1つは新宿のキャバクラの停滞だ。今年度は期初から新メンバー投入や、ボックス席の増設を進めてきた。これらの施策を背景に、会社側は既存店の売上高が前期比101.5%で推移すると見込んでいた。
だが、渋谷のキャバクラをはじめとする大手キャバクラの出店攻勢を受け、当初想定のような売り上げを達成することができなかった。その結果、2016年3~8月期の既存店売上高は前年同期比100.0%と横ばいにとどまった。

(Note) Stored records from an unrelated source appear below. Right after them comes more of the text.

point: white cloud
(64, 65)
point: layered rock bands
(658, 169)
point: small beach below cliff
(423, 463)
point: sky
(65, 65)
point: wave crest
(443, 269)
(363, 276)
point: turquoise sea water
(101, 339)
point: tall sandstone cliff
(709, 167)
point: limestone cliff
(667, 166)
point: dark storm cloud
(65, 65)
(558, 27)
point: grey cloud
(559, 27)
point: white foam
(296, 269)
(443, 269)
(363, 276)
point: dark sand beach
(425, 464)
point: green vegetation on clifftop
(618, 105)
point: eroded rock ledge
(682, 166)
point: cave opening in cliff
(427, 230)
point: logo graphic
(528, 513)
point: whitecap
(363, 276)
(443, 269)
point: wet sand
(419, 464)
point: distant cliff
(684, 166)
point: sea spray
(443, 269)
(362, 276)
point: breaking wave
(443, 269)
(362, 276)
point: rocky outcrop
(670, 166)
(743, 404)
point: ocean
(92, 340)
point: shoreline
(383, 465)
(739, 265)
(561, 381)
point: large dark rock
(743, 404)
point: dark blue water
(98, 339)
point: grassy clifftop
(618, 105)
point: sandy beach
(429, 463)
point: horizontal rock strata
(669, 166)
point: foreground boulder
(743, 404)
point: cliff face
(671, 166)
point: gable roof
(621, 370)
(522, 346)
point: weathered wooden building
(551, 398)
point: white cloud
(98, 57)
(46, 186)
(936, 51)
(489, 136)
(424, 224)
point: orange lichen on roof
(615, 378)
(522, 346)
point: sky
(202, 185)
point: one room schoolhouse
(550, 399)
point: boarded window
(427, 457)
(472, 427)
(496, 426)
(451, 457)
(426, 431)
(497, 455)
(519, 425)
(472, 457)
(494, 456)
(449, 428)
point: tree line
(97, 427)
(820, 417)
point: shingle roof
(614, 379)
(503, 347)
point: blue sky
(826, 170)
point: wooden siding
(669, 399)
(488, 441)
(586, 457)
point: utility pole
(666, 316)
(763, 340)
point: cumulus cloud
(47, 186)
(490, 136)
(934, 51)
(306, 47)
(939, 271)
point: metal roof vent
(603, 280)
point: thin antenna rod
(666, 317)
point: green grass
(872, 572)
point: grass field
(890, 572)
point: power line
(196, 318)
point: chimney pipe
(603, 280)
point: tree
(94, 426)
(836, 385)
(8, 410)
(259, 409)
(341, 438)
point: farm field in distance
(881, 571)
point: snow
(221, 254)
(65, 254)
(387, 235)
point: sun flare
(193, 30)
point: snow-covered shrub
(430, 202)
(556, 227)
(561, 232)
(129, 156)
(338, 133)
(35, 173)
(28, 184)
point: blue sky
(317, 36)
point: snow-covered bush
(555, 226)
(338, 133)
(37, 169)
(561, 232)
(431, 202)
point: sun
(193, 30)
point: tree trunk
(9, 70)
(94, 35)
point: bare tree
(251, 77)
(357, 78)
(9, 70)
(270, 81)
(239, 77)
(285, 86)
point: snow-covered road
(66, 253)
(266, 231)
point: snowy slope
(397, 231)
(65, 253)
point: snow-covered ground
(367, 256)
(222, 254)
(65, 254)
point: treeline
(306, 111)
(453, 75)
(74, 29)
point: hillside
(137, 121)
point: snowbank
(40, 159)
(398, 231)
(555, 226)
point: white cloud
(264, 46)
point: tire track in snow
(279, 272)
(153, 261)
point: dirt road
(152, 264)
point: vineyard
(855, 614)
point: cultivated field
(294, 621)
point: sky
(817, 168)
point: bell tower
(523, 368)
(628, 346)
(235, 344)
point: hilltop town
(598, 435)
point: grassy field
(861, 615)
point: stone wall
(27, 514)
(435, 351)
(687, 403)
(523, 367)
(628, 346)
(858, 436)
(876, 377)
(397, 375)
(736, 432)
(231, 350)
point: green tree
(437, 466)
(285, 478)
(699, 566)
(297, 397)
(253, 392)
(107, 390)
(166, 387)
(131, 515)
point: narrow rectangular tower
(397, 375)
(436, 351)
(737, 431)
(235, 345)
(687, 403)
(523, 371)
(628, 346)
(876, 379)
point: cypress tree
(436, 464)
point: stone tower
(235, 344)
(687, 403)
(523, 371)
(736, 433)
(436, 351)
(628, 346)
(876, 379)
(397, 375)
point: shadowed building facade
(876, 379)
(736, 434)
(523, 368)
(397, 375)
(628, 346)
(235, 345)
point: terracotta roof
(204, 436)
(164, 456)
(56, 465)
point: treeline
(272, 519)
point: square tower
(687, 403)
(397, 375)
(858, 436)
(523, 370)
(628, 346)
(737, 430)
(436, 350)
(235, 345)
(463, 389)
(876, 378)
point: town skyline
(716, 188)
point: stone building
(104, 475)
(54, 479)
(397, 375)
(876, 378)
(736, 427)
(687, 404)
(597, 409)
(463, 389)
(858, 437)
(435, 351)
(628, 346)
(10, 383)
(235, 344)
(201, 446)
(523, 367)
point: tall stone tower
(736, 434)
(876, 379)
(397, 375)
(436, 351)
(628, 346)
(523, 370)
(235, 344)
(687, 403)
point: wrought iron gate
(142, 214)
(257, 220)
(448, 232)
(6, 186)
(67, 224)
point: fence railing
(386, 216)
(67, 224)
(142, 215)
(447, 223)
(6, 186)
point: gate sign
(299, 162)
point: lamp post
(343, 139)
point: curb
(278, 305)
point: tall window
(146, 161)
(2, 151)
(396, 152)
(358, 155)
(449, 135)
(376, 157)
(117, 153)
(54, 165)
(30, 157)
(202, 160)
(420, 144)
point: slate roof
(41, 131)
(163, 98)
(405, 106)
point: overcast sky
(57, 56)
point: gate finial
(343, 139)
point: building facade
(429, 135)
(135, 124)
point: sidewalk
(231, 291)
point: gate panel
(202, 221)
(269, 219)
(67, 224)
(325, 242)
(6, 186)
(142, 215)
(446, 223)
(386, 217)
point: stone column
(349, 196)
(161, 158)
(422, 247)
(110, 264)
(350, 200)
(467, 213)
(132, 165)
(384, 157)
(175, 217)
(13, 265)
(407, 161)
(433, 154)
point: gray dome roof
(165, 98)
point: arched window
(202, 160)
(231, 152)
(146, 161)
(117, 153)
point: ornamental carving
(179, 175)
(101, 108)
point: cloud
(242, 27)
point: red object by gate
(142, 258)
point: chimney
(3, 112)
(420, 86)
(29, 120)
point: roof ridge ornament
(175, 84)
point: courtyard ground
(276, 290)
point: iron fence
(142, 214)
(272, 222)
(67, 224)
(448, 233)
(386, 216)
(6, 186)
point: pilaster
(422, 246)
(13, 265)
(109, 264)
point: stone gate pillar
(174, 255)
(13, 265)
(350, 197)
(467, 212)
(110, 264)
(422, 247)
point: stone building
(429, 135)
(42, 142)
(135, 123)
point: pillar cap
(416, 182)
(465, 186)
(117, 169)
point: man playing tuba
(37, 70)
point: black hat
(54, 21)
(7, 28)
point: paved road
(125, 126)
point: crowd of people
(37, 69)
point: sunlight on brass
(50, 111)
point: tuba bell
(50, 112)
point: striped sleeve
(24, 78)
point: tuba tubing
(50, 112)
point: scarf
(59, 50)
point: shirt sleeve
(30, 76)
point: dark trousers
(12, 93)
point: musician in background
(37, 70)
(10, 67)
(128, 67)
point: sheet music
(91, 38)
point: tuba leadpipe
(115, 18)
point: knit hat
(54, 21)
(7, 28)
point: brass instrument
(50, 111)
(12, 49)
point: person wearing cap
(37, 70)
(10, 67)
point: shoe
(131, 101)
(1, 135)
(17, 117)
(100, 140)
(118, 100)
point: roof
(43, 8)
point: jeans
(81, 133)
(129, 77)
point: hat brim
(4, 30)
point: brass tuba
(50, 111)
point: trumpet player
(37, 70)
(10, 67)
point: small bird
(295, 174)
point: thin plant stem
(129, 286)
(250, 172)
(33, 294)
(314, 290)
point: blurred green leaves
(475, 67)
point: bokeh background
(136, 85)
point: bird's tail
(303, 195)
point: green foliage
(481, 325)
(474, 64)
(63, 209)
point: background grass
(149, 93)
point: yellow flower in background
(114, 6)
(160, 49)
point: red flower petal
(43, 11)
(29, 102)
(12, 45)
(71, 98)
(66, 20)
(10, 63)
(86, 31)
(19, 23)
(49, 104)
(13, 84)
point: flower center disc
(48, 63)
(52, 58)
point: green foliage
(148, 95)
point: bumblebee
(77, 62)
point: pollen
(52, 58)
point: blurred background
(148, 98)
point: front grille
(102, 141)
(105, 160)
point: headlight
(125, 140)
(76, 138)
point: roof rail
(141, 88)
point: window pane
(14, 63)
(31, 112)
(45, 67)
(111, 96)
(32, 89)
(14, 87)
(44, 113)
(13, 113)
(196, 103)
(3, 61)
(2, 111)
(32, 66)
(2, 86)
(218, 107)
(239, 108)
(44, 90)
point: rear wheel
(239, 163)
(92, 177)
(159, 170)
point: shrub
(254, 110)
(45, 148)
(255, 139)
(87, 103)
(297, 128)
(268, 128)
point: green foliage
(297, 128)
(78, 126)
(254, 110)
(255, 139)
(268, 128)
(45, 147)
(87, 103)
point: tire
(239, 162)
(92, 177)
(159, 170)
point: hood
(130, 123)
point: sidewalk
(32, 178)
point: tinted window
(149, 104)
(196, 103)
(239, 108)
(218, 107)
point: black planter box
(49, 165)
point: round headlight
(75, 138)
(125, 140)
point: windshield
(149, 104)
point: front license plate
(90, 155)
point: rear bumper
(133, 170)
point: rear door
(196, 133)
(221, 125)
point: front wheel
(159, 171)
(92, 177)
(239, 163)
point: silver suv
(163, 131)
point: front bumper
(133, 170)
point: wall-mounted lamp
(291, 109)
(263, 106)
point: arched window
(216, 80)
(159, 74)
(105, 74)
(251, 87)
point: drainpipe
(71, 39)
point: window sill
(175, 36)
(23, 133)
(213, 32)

もう一つの理由が歌舞伎町のキャバクラの不振だ。実は、店舗数は国内2242店に対し、歌舞伎町のキャバクラ2303店と東京 キャバクラを上回る規模となっている(2016年8月末時点)。3月からの半年間で80近く歌舞伎町のキャバクラの店舗数は純増した。
歌舞伎町のキャバクラでは、出店数を伸ばすと同時に、東京 キャバクラでも強みのイートインスペースの導入を推進してきた。が、現地の景気減速による消費低迷で、結果としては売上高が想定を下回ってしまった。円高進行によって、円換算での利益が目減りするという逆風にも見舞われた。
会社側は下期について、期初計画どおりの利益を維持できるとしているが、上期の未達分を取り戻すには至らないと判断し、通期業績予想の下方修正へとつながった。